Given an array arr[] containing N integers and there are Q queries where each query consists of a range [L, R]. The task is to find whether all the elements from the given index range have even frequency or not.

Can Someone give better solution than O(n * q). Solution given on this link is incorrect.

https://www.geeksforgeeks.org/queries-to-check-whether-all-the-elements-in-the-given-index-range-occur-even-number-of-times/

Example is below:

Input: arr[] = {100, 100, 200, 100}, Q[][] = {{1, 4}, {1, 2}}
Output:
No
Yes 

Input: arr[] = {1, 1, 2, 2, 1}, Q[][] = {{1, 5}, {1, 4}, {3, 4}} 
Output: 
No
Yes
Yes

Answer 1

Solution 1:
You can replace each values (mapping) to big random values (32-bit as example) and use algorithm from your url. It will work with a sufficiently high probability.

Solution 2 (without xor):
Sort all queries by pair (L_i / sqrt(n), R_i). Now when moving between query (L_i, R_i) to (L_{i+1}, R_{i+1}) need to add/remove some elements. We do it element by element to support number of each value and count number different group size. Algorithm complexity is O(Q * log Q + (N + Q) * sqrt N).

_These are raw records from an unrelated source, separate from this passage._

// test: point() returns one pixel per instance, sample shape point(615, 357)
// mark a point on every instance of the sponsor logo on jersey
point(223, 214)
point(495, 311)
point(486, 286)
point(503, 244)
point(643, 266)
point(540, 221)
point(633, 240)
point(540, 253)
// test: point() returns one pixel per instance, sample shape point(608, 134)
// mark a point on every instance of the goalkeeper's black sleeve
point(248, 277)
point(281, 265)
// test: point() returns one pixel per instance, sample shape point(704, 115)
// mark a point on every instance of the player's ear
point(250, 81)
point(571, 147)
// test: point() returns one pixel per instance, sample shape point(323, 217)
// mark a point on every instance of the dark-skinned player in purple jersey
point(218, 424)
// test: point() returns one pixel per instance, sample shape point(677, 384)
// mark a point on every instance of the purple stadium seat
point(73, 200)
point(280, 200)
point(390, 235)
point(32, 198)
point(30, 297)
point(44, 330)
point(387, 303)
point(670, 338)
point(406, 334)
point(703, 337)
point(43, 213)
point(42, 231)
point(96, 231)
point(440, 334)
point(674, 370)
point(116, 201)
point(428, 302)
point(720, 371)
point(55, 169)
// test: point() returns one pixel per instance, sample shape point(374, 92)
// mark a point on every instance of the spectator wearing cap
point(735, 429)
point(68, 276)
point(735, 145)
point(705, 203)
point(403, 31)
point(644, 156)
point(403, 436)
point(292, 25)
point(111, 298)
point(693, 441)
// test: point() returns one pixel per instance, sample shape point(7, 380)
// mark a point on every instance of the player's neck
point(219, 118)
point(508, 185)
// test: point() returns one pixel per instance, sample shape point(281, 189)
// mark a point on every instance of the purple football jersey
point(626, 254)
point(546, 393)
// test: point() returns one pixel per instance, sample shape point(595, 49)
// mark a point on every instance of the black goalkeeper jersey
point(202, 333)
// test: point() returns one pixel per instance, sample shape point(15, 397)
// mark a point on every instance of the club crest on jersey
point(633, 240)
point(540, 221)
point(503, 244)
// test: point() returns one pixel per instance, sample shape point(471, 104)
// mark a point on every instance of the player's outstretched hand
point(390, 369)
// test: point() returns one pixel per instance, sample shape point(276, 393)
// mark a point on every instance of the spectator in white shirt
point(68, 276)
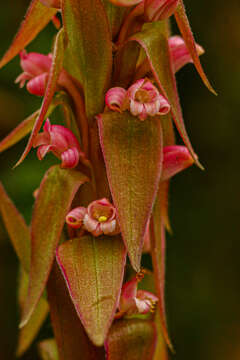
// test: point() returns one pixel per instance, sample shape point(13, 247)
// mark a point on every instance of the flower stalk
point(113, 66)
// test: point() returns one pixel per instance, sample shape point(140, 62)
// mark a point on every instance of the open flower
point(61, 142)
point(101, 218)
point(159, 9)
point(179, 52)
point(52, 3)
point(142, 99)
point(98, 218)
point(145, 100)
point(124, 3)
point(36, 69)
point(75, 217)
point(134, 301)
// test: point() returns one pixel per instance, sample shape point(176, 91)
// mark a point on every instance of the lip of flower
point(125, 2)
point(142, 99)
point(61, 141)
point(176, 158)
point(159, 9)
point(145, 100)
point(36, 68)
point(101, 218)
point(133, 301)
point(179, 52)
point(51, 3)
point(75, 217)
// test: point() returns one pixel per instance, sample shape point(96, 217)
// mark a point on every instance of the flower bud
point(159, 9)
point(179, 52)
point(176, 158)
point(52, 3)
point(101, 218)
point(133, 301)
point(124, 3)
point(36, 69)
point(61, 142)
point(115, 98)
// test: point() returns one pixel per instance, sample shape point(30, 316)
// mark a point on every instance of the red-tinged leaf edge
point(36, 18)
point(72, 341)
point(99, 262)
point(155, 34)
point(131, 340)
point(185, 29)
point(161, 352)
point(16, 227)
point(54, 199)
point(48, 349)
point(158, 250)
point(29, 332)
point(55, 70)
point(125, 141)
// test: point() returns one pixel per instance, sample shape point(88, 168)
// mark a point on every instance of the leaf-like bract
point(132, 151)
point(93, 269)
point(55, 196)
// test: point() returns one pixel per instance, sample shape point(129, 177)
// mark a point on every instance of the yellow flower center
point(142, 96)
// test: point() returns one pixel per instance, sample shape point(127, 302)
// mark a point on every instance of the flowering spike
point(125, 2)
point(114, 98)
point(175, 159)
point(101, 218)
point(36, 68)
point(180, 53)
point(145, 100)
point(52, 3)
point(159, 9)
point(75, 217)
point(61, 141)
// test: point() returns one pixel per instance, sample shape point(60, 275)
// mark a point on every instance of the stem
point(67, 83)
point(135, 13)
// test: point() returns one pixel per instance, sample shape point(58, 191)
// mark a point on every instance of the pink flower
point(61, 142)
point(36, 68)
point(133, 301)
point(142, 99)
point(125, 2)
point(75, 217)
point(100, 218)
point(52, 3)
point(179, 52)
point(159, 9)
point(176, 158)
point(145, 100)
point(115, 99)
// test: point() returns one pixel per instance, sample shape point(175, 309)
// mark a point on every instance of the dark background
point(203, 269)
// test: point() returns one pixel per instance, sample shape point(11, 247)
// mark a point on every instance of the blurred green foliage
point(203, 268)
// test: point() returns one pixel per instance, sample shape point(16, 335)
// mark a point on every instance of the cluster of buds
point(36, 69)
point(142, 99)
point(61, 142)
point(98, 218)
point(134, 301)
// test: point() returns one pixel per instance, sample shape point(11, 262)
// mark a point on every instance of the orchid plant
point(112, 71)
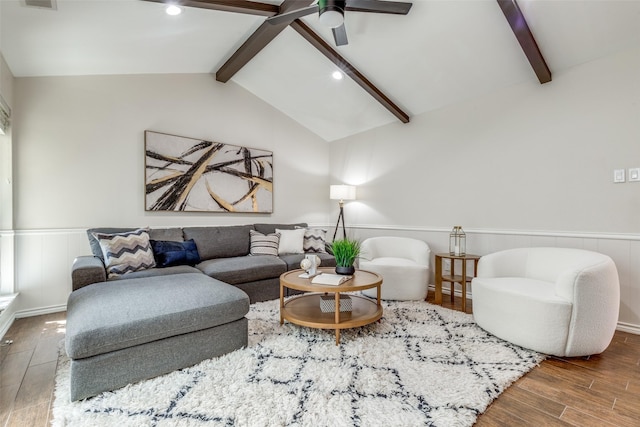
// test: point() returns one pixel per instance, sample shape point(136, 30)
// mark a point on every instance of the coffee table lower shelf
point(304, 310)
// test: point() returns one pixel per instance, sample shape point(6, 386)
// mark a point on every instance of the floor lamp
point(341, 193)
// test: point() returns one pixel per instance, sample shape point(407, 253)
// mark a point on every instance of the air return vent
point(41, 4)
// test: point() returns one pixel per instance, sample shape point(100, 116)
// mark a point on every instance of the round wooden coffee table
point(304, 310)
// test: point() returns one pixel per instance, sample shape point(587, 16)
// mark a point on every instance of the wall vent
point(41, 4)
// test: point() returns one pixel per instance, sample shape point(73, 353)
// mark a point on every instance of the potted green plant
point(345, 251)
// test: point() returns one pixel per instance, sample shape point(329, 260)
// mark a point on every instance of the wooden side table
point(453, 278)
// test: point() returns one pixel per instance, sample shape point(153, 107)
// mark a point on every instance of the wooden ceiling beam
point(324, 48)
point(260, 38)
point(528, 43)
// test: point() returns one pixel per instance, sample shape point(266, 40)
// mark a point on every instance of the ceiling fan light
point(331, 13)
point(331, 18)
point(173, 10)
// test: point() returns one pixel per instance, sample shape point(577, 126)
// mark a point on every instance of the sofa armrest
point(87, 270)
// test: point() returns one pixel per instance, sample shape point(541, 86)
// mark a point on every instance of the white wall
point(79, 163)
point(531, 165)
point(7, 307)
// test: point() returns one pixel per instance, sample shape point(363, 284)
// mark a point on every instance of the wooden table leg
point(337, 318)
point(453, 283)
point(281, 302)
point(438, 299)
point(464, 285)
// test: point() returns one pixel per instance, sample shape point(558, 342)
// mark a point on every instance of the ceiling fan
point(331, 13)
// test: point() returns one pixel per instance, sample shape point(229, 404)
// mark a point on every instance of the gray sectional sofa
point(146, 323)
point(224, 254)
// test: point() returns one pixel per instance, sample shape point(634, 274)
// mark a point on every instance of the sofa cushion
point(168, 234)
point(314, 240)
point(96, 250)
point(153, 272)
point(243, 269)
point(220, 242)
point(264, 245)
point(293, 260)
point(290, 241)
point(126, 252)
point(271, 228)
point(110, 316)
point(169, 253)
point(173, 234)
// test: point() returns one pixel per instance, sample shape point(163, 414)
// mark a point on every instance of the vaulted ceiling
point(441, 53)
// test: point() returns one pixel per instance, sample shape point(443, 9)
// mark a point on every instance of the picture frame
point(185, 174)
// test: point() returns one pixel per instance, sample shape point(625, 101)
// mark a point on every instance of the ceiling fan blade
point(379, 6)
point(318, 42)
point(289, 17)
point(340, 35)
point(249, 7)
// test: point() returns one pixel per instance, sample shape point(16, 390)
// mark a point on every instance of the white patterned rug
point(420, 365)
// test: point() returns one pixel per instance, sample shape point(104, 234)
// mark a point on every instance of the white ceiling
point(441, 53)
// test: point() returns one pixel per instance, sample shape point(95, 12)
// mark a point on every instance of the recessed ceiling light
point(173, 10)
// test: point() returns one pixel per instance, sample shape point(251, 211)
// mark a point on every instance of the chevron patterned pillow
point(314, 240)
point(264, 244)
point(126, 252)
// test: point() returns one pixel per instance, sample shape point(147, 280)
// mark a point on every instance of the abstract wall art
point(194, 175)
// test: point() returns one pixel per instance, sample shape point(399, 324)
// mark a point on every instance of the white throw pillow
point(291, 241)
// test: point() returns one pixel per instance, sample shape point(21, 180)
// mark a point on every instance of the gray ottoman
point(122, 332)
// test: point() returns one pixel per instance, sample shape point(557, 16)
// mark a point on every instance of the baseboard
point(7, 315)
point(6, 320)
point(40, 311)
point(628, 327)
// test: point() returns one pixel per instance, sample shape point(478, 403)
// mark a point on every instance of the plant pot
point(346, 270)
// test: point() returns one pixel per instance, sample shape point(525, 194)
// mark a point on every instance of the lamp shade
point(342, 192)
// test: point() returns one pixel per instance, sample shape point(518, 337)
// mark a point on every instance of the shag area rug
point(420, 365)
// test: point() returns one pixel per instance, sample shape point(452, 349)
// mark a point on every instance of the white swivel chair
point(403, 264)
point(557, 301)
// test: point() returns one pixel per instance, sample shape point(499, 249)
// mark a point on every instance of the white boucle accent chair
point(557, 301)
point(403, 264)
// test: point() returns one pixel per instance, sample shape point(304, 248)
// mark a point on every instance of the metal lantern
point(457, 242)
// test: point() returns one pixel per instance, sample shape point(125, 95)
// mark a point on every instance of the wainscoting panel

Little explanation: After sort total number operation of add/delete elements equal to sum |L_i - L_{i + 1}| + |R_i - R_{i + 1}|.
Sum difference L: If L_i / sqrt(n) = L_{i + 1} / sqrt(n) then |L_i - L_{i + 1}| <= sqrt(n) (no more than Q * sqrt(n) for all query).
If L_i / sqrt(n) < L_{i + 1} / sqrt(n) then we go to some next block sqrt(n) and total number operation for it no more than O(n) (because L_i is increasing).
Sum difference R: If L_i / sqrt(n) = L_{i + 1} / sqrt(n) then R_i is increasing and total sum |R_i - R_{i + 1}| no more than O(n). Number different sqrt(n) blocks is n / sqrt(n) = sqrt(n). Then total operation no more O(n * sqrt(n)).
If L_i / sqrt(n) < L_{i + 1} / sqrt(n) then |R_i - R_{i + 1}| is O(n), but number of such cases is n / sqrt(n) = sqrt(n). Total is O(n * sqrt(n)).